Lo sapevate? Cosa vuol dire l’espressione sarda “Su Connottu”?

Il termine sardo "Su connottu" significa letteralmente "il conosciuto", ma la sua portata semantica va ben oltre il semplice significato linguistico. Scopriamo quale
Il termine sardo su connottu significa letteralmente “il conosciuto”, ma la sua portata semantica va ben oltre il semplice significato linguistico. Esso evoca un richiamo profondo alle tradizioni, alla memoria collettiva e al sistema di vita che le comunità rurali della Sardegna, in particolare della Barbagia e dell’Ogliastra, consideravano essenziali per la loro sopravvivenza e identità. Questo concetto divenne simbolo di una delle pagine più drammatiche e significative della storia sociale sarda: la rivolta del 1868 per il ritorno al sistema comunitario di gestione dei terreni.
L’abolizione degli usi comunitari fu introdotta in Sardegna durante la dominazione sabauda, attraverso una serie di riforme mirate a privatizzare i terreni pubblici e comunali. Tra queste, l’editto delle Chiudende del 1820 rappresentò un momento di rottura. Questo provvedimento, finalizzato a recintare e privatizzare le terre, stravolse il sistema tradizionale basato sull’ademprivio, che garantiva alle comunità locali il diritto di utilizzare i terreni demaniali per il pascolo e il legnatico.
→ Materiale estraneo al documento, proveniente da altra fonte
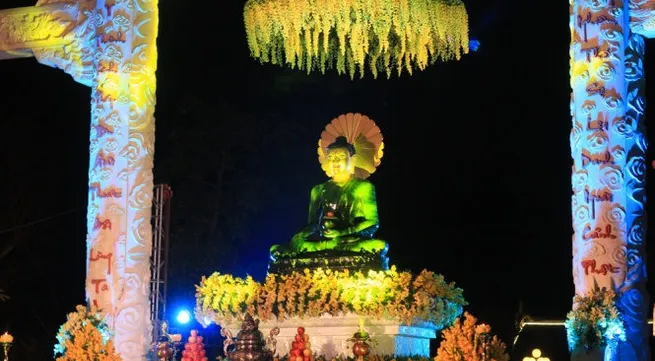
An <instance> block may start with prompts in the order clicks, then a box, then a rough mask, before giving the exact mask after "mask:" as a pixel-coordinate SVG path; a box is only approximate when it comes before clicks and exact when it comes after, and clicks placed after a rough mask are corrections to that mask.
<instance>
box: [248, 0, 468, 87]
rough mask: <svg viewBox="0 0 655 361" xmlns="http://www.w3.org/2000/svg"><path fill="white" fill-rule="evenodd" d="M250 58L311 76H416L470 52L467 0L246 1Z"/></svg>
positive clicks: (300, 0) (387, 76)
mask: <svg viewBox="0 0 655 361" xmlns="http://www.w3.org/2000/svg"><path fill="white" fill-rule="evenodd" d="M243 15H244V23H245V29H246V36H247V40H248V46H249V48H250V52H251V55H252V56H253V57H254V58H256V59H258V60H259V61H261V62H263V63H272V64H276V65H286V66H289V67H291V68H292V69H293V68H298V69H300V70H304V71H306V72H307V73H310V72H311V71H313V70H318V71H320V72H321V73H325V71H326V69H336V71H337V72H338V73H339V74H345V73H348V74H349V75H350V77H351V78H353V77H354V76H355V73H357V72H358V73H359V75H360V77H363V76H364V72H365V69H366V68H368V69H369V70H370V71H371V73H372V74H373V77H377V75H378V73H379V72H384V73H385V74H386V75H387V77H391V74H392V73H393V71H396V72H397V73H398V75H400V74H402V72H403V70H405V71H407V72H408V73H410V74H412V71H413V70H414V69H419V70H424V69H425V68H426V67H427V66H428V65H431V64H433V63H435V62H436V61H438V60H441V61H448V60H452V59H455V60H459V59H460V58H461V56H462V55H463V54H467V53H468V50H469V38H468V30H469V29H468V14H467V12H466V8H465V6H464V3H463V2H462V1H461V0H248V1H247V2H246V5H245V7H244V14H243Z"/></svg>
In aree come la Barbagia e l’Ogliastra, dove l’agricoltura di sussistenza e l’allevamento erano le principali fonti di sostentamento, tali riforme generarono profondi squilibri sociali ed economici. La vendita dei terreni comunali alienò le risorse fondamentali per la sopravvivenza delle famiglie, accrescendo il malcontento e il senso di ingiustizia.
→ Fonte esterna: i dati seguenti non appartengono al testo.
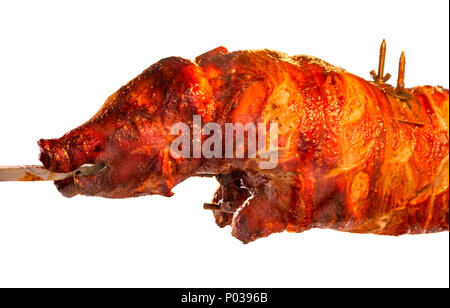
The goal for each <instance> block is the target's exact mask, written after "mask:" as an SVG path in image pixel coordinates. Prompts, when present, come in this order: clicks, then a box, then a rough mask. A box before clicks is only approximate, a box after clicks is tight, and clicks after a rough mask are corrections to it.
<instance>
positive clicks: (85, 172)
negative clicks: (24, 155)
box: [0, 164, 105, 182]
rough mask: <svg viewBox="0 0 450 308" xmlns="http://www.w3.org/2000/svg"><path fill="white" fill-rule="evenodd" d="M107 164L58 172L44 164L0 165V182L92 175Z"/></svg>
mask: <svg viewBox="0 0 450 308" xmlns="http://www.w3.org/2000/svg"><path fill="white" fill-rule="evenodd" d="M104 167H105V166H104V165H102V164H97V165H93V164H85V165H83V166H81V167H80V168H78V169H77V170H74V171H72V172H67V173H56V172H52V171H49V170H47V169H45V168H44V166H38V165H29V166H10V167H0V182H8V181H25V182H29V181H59V180H64V179H67V178H72V177H74V176H77V177H81V176H91V175H95V174H96V173H98V172H99V171H100V170H102V169H103V168H104Z"/></svg>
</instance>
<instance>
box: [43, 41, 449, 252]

Il 26 aprile 1868, a Nuoro, scoppiò una rivolta popolare con il motto Torrare a su connottu (“Tornare al conosciuto”), che riassumeva le richieste dei ribelli: il ripristino dell’antico sistema comunitario di gestione delle terre. Guidati dalla carismatica figura di Paskedda Zau, una donna simbolo del malcontento popolare, i rivoltosi assaltarono il municipio e bruciarono i documenti relativi alla compravendita delle terre comunali.
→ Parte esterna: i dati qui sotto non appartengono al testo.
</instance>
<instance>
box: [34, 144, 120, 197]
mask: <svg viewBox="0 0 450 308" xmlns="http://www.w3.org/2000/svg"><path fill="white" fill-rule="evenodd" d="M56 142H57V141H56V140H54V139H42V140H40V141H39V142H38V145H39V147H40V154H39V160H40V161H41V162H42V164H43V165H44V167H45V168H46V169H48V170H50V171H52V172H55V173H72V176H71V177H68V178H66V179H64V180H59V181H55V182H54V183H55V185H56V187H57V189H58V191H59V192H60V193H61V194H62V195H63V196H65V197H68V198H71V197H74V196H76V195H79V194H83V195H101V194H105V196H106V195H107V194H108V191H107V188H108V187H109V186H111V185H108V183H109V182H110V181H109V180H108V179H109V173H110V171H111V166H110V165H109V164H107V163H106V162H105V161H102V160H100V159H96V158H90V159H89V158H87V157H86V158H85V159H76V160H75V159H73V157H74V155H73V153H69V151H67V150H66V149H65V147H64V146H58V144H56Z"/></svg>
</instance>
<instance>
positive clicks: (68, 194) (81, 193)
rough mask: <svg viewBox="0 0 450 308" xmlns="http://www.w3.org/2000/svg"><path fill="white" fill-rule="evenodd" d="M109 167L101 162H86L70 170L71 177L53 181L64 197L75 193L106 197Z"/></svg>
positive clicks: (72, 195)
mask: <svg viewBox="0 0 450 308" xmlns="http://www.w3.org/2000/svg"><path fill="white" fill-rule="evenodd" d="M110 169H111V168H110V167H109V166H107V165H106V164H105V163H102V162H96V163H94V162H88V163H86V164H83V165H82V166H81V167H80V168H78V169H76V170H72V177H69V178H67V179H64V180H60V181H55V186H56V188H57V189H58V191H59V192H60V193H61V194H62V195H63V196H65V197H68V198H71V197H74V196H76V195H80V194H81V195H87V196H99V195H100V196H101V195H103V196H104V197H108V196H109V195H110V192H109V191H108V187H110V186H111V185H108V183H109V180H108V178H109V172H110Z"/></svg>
Questo atto non fu soltanto una manifestazione di rabbia, ma un chiaro rifiuto del nuovo sistema economico imposto dallo Stato italiano, percepito come estraneo e oppressivo. Il connottu rappresentava, per i rivoltosi, un modo di vivere in equilibrio con il territorio e le sue risorse, una struttura di gestione collettiva che assicurava la sopravvivenza e la coesione sociale.
La rivolta di Nuoro si inserì in un contesto di tensioni diffuse in tutta l’isola. Sebbene le autorità cercassero di reprimere il movimento, l’evento ebbe una risonanza tale da spingere il governo italiano a istituire una Commissione parlamentare di indagine, presieduta da Agostino Depretis, per studiare le condizioni sociali ed economiche della Sardegna.
Nonostante i tentativi di figure come Quintino Sella di sensibilizzare il Parlamento sui problemi dell’isola, le richieste delle popolazioni rurali caddero nel vuoto. La vendita dei terreni comunali proseguì, segnando un ulteriore distacco tra le istituzioni e le comunità sarde.
Il grido Torrare a su connottu è oggi simbolo di una battaglia identitaria che va oltre l’episodio storico. Esso rappresenta la resistenza di una cultura millenaria contro l’imposizione di modelli economici e sociali percepiti come estranei. Il concetto continua a essere evocato in Sardegna come richiamo alla tutela del territorio, alla solidarietà comunitaria e al rispetto per le tradizioni.
L’episodio del 1868 ricorda che i cambiamenti sociali ed economici imposti dall’alto possono essere vissuti come un’aggressione se non tengono conto delle specificità locali. Su connottu rimane un monito per preservare il legame tra le comunità e la loro terra, un valore universale che trascende i confini della Sardegna.